Focus on a Problem when Data Mining
A data-mining project begins when you identify a specific business issue to investigate. The narrower and better-defined the question, the more effectively it can be answered. The more clearly the question is defined, the more clearly the data requirements can be understood, as well as the limitations of the answer.
If you’re faced with an issue that is very broad (such as “Why are we not selling enough?”), it helps to first break the question down into manageable bits. You don’t have to cover the whole topic at once; just take one narrow part of the big problem and start with that.
Take, for example, one retailer’s initial question, “How much repeat business are we getting?” That sounds at first like a simple, straightforward question, but it’s actually a broad question that encompasses many smaller, more specific questions, like these:
How many new customers come back?
How many second-time customers return a third time?
Do customers who first buy suits come back for shoes?
Do those who make a small purchase return for larger purchases?

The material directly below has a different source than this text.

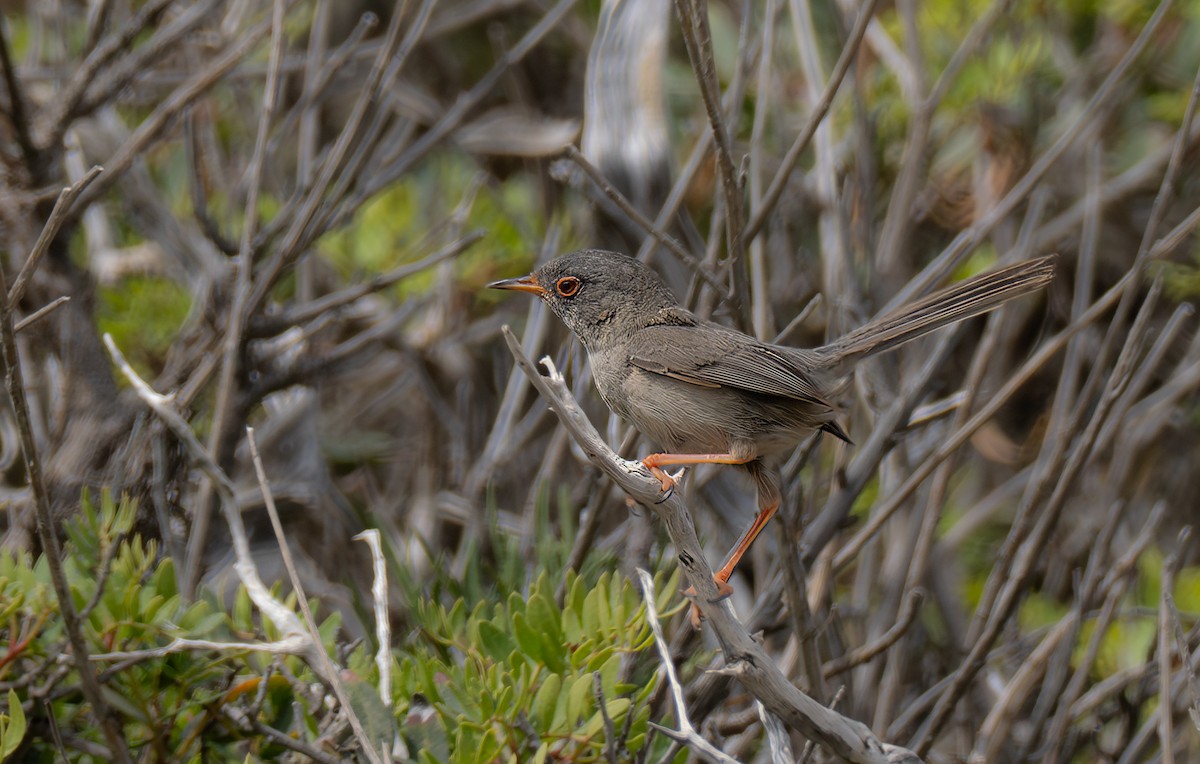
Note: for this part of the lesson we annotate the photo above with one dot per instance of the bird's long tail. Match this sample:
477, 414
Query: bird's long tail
957, 302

Answering these questions doesn’t require a lot more than counting. It’s just not that difficult to calculate how many customers return a second or third time, if you have some way to identify individuals. That’s easy for online stores, where shoppers can be tracked by an account login or email address. Traditional retailers can identify customers by house credit cards or loyalty cards, although not every customer uses those.

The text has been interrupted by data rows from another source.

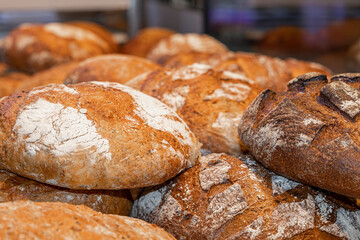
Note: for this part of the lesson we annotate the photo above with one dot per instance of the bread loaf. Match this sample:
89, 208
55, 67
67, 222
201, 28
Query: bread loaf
211, 102
56, 74
309, 133
142, 43
93, 135
110, 68
10, 82
35, 47
15, 188
228, 198
177, 43
30, 220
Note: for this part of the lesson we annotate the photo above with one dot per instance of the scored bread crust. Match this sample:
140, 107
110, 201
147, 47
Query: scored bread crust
228, 198
211, 102
177, 43
110, 68
15, 188
309, 133
94, 135
35, 47
33, 220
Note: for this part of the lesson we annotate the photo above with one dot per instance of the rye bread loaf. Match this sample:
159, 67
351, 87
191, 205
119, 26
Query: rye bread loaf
56, 74
211, 102
228, 198
177, 43
110, 68
309, 133
15, 188
10, 82
32, 220
145, 40
35, 47
94, 135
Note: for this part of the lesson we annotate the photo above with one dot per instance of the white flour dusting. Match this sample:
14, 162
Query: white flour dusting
62, 131
233, 91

From here, as the retailer got more familiar with data mining and the potential of predictive analytics and data-mining tools, his questions became more sophisticated and action oriented:
How does the amount spent in the first visit relate to long-term spending?
What behaviors or characteristics are indicators of high future spending? If so, what are they?
Would additional information (for example, demographic data) improve our ability to predict a customer’s spending behavior?
The object of data mining is to move beyond simply knowing what has already happened and understand how you may influence what will happen in the future.